On Wednesday, North Korea fired more than 20 missiles, the most it has launched in a single day.
After already setting an annual record with dozens of ballistic launches in 2022, North Korea has further dialed up its testing activity since late September, including what it described as simulated nuclear attacks on South Korean and U.S. targets. It has said its tests are meant as a warning against the United States’ military drills with allies South Korea and Japan which it portrays as rehearsals for a potential invasion.
Experts say North Korea is escalating brinkmanship aimed at forcing the United States to accept it as a nuclear power and at negotiating economic and security concessions from a position of strength.
The Biden administration said in response to the launches that it is willing to take “all necessary measures” to ensure the safety of the American homeland as well as South Korea and Japan. It also warned of unspecified “additional costs and consequences” if North Korea ups the ante by detonating a nuclear test device for the first time since September 2017. U.S. and South Korean officials have been monitoring possible test preparations in North Korea for months.
On Thursday morning, South Korea’s Joint Chiefs of Staff said it detected that North Korea had fired an ICBM from an area near its capital, Pyongyang, and then two short-range missiles an hour later from the nearby city of Kaechon that flew toward its eastern waters.

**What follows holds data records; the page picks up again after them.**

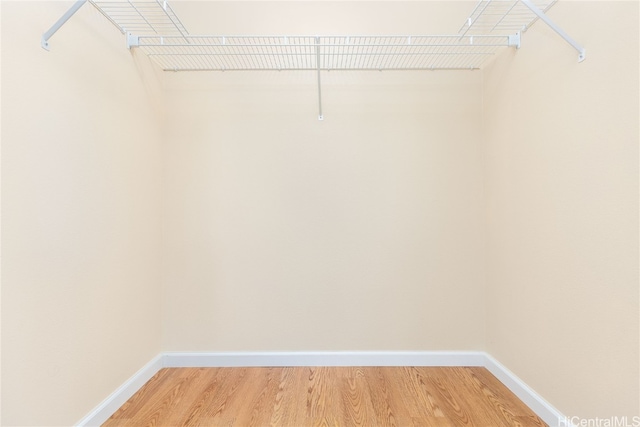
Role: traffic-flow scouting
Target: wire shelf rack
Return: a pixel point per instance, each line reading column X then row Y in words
column 142, row 17
column 230, row 53
column 502, row 17
column 493, row 24
column 154, row 28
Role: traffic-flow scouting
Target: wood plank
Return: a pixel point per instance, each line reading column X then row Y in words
column 324, row 396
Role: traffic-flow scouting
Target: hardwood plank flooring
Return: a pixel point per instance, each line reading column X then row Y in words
column 325, row 396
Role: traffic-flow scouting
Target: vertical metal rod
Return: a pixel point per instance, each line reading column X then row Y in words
column 540, row 14
column 320, row 116
column 44, row 41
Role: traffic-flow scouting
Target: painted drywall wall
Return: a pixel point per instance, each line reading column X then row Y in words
column 562, row 208
column 80, row 215
column 359, row 232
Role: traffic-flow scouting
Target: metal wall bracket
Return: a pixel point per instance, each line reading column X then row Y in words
column 44, row 42
column 132, row 41
column 540, row 14
column 320, row 116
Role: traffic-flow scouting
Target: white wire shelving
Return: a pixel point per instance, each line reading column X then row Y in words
column 405, row 52
column 155, row 29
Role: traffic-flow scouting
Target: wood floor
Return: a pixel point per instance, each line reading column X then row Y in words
column 324, row 396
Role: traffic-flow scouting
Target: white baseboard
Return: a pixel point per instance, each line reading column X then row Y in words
column 542, row 408
column 340, row 358
column 529, row 397
column 112, row 403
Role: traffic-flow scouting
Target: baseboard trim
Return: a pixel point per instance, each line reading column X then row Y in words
column 529, row 397
column 351, row 358
column 541, row 407
column 118, row 398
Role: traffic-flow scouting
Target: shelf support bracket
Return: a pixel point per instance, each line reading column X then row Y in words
column 44, row 42
column 320, row 116
column 540, row 14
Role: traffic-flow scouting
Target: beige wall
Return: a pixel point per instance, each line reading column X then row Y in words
column 359, row 232
column 80, row 216
column 366, row 231
column 562, row 208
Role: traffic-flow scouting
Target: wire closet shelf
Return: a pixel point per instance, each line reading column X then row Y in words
column 155, row 29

The longer-range missile appeared to be fired at a high angle, possibly to avoid entering the territory of neighbors, reaching a maximum altitude of 1,920 kilometers (1,193 miles) and traveling around 760 kilometers (472 miles), according to South Korea’s military. It wasn’t immediately clear whether the launch was successful.
Japan said it lost track of one of the North Korean weapons, apparently the ICBM, after it “disappeared” in skies above waters between the Korean Peninsula and Japan.
Choi Yong Soo, a South Korean navy captain who handles public affairs for Seoul’s Defense Ministry, didn’t answer directly when asked about the possibility of the ICBM launch being a failure, saying that it is still being analyzed.
Citing anonymous military sources, South Korea’s Yonhap news agency reported that the missile possibly failed to maintain a normal flight following a stage separation.
The Japanese government initially feared North Korea fired a missile over its northern territory but later adjusted its assessment. Japanese Chief Cabinet Secretary Hirokazu Matsuno said the alerts were based on a trajectory analysis that indicated a flyover.
The office of Japanese Prime Minister Fumio Kishida broadcast alerts through television, radio, mobile phones and public loudspeakers to residents of the northern prefectures of Miyagi, Yamagata and Niigata, instructing them to go inside strong buildings or underground.